Close up details of a fountain in Rome, Italy.

The Pantheon

The Pantheon used to be a Roman Temple and now functions as a church. It is renowned worldwide by architects as being an example of perfect proportions. Free to enter, this site is often crowded, so hold tight to your bag, as you take in the beauty of the Pantheon.

Vatican City – St. Peter’s Basilica and The Sistine Chapel

Vatican City, the capital of the Catholic Church, is an incredible place to visit, regardless of whether you believe in God, or prefer Dumbledore. Religion aside, this is a place worth seeing. The Vatican is a bit outside of Rome, though, so you’ll have to do a bit of advance planning if you want to make it there. The Sistine Chapel, known for Michelangelo’s painted ceilings, show scenes from the Old Testament and will take your breath away, and so will the stunning St. Peter’s Basilica.

St. Peter's Basilica as seen from the Vatican Museums courtyard at sunrise.

Food & Drink

There is not enough room in this post to recommend all the incredible culinary delights to be found in Rome, so, I’ll limit it to just a few. But, if you’re a foodie – particularly if you love Italian food – do a bit of research before your trip to find restaurants and cafes and bars that suit your tastes. There are entire websites dedicated to the various sectors of Roman consumption. Say, for instance, you are craving some French food on your visit –The Fork has the Top 5 French Restaurants in Rome.

Let’s forget about French food, for now, though. Sure, French food is masterful and holds rightful claim to being some of the best. But, if you’re like me, you know that there’s something about pasta smothered in a cheesy sauce – with red wine at your fingertips – that’s rather unbeatable.

It’s a hotly debated topic – where do you find the best pasta in Rome? Notable restaurants include Felice a Testaccio, which has been in operation since 1936 and offers mouth-watering dishes like Fettuccine with artichokes, bacon, and pecorino cheese. (And if you’re feeling adventurous, you can try the boiled beef tongue in green sauce.)

Despite being near the Pantheon, the restaurant Armando al Pantheon bucks the tradition/common knowledge that any restaurant near a big tourist site must be an overpriced tourist trap. This family-owned establishment has an intimate, authentic feel, and offers heaps of pasta to suit various palates. The Cacio e Pepe at Armando is said to be exceptionally good.

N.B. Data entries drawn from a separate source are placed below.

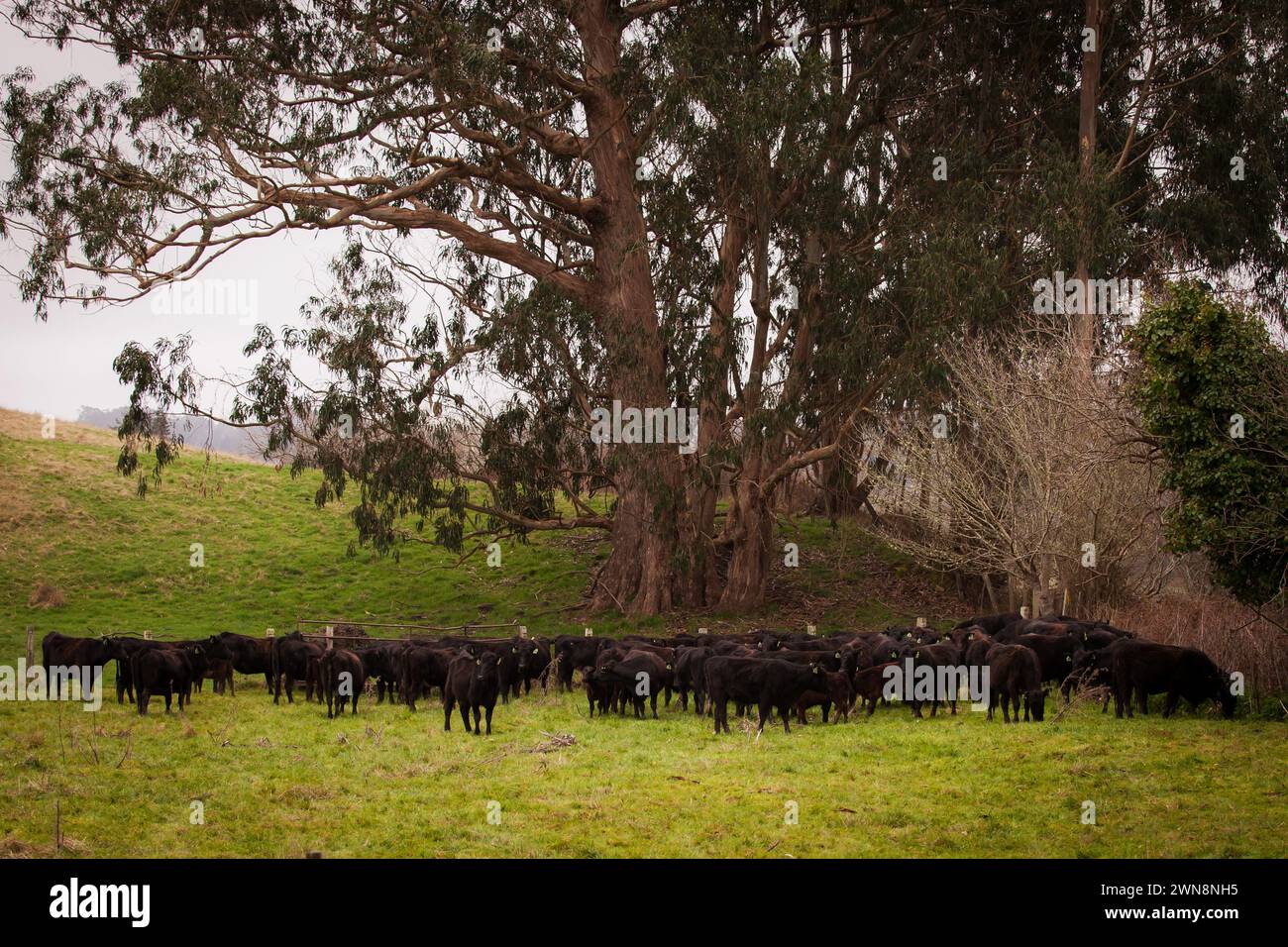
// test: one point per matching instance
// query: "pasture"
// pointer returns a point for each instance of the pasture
(284, 781)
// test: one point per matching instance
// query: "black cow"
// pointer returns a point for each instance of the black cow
(837, 689)
(1056, 654)
(884, 647)
(935, 656)
(250, 655)
(64, 651)
(1094, 668)
(1016, 676)
(472, 682)
(870, 684)
(294, 659)
(421, 668)
(990, 624)
(163, 671)
(599, 692)
(636, 674)
(1145, 668)
(340, 678)
(571, 654)
(533, 663)
(691, 676)
(767, 684)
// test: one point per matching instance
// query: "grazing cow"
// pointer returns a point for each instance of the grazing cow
(1145, 668)
(250, 655)
(162, 671)
(533, 663)
(691, 676)
(837, 689)
(472, 682)
(423, 667)
(64, 651)
(217, 665)
(572, 652)
(294, 659)
(1056, 655)
(636, 674)
(380, 664)
(767, 684)
(935, 656)
(990, 624)
(129, 647)
(1016, 676)
(340, 678)
(855, 656)
(1094, 668)
(870, 684)
(884, 647)
(597, 693)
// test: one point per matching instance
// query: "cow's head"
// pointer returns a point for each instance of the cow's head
(484, 667)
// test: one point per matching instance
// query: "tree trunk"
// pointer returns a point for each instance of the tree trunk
(639, 577)
(750, 564)
(1086, 322)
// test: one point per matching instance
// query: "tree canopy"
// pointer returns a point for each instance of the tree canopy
(773, 213)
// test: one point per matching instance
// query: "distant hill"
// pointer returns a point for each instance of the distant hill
(197, 432)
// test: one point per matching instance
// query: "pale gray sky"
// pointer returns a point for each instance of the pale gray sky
(55, 367)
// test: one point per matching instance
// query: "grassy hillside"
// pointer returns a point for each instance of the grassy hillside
(271, 557)
(283, 781)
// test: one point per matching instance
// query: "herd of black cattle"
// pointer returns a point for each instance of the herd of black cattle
(767, 671)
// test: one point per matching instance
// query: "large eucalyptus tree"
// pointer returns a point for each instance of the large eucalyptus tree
(771, 211)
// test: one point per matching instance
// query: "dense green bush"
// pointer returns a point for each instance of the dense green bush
(1212, 388)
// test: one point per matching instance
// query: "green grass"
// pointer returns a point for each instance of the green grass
(283, 781)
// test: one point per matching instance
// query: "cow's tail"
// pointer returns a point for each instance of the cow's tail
(273, 667)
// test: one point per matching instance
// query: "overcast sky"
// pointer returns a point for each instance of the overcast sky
(55, 367)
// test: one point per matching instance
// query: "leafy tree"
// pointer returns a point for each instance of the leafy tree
(730, 206)
(1212, 389)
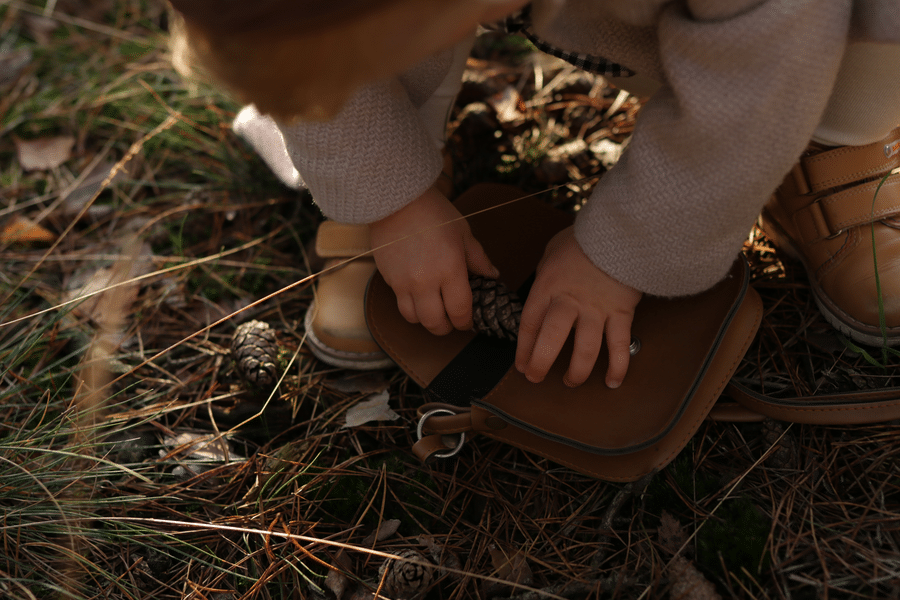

Salumeria Roscioli, located in the heart of Rome, functions as both a deli and restaurant. Their dinner menu boasts an incredible selection, which is also conveniently marked with symbols to show ingredients, so if you have any food allergies, this is a safe bet for you.

End the night by popping into one of Rome’s many boast-able bars. If you’d like to sip like the locals do, try Italian beers like Birra Moretti, Castello Di Udine, or Peroni.

Close up of a person's hand taking a photo of Roman ruins in the Roman Forum on their iPhone.

Take a Tour

Did you know Fat Tire Tours is now in Italy? Take a guided tour around Rome to immerse yourself in this city in a fun and pleasant way, with the benefit of a guide who knows the town like the back of their hand. The Rome bike tour is one of the most popular tours, offering a trek around the historic center of Rome. On tour, you’ll learn about the city and be able to hit many of the noted highlights – including the Colosseum, the Imperial Forums, the Pantheon and the Trevi Fountain – all in one go. These bike tours last approximately three hours and can be taken in the morning or afternoon.

Perhaps, though, you’d prefer a nighttime excursion? Rome is stunning at night. Hop on the Rome Night Segway Tour to zip around this incredible city with a knowledgeable guide, and the breeze blowing through your hair as you whisk around the historic Roman streets. Reservations must be made in advance, and it’s quick and easy to secure your spot.

Be sure to bring a camera on this tour. Rome in the evening light is a view you will definitely want to send pictures to your friends to make them jealous – or, say you miss them, or something like that. (There’s also a daytime Rome Segway Tour, if you prefer to save your evening for a Chianti nightcap followed by beauty sleep.)

Regardless of how you enjoy the city, you are bound to have a molto buono (“very good”) time in Rome.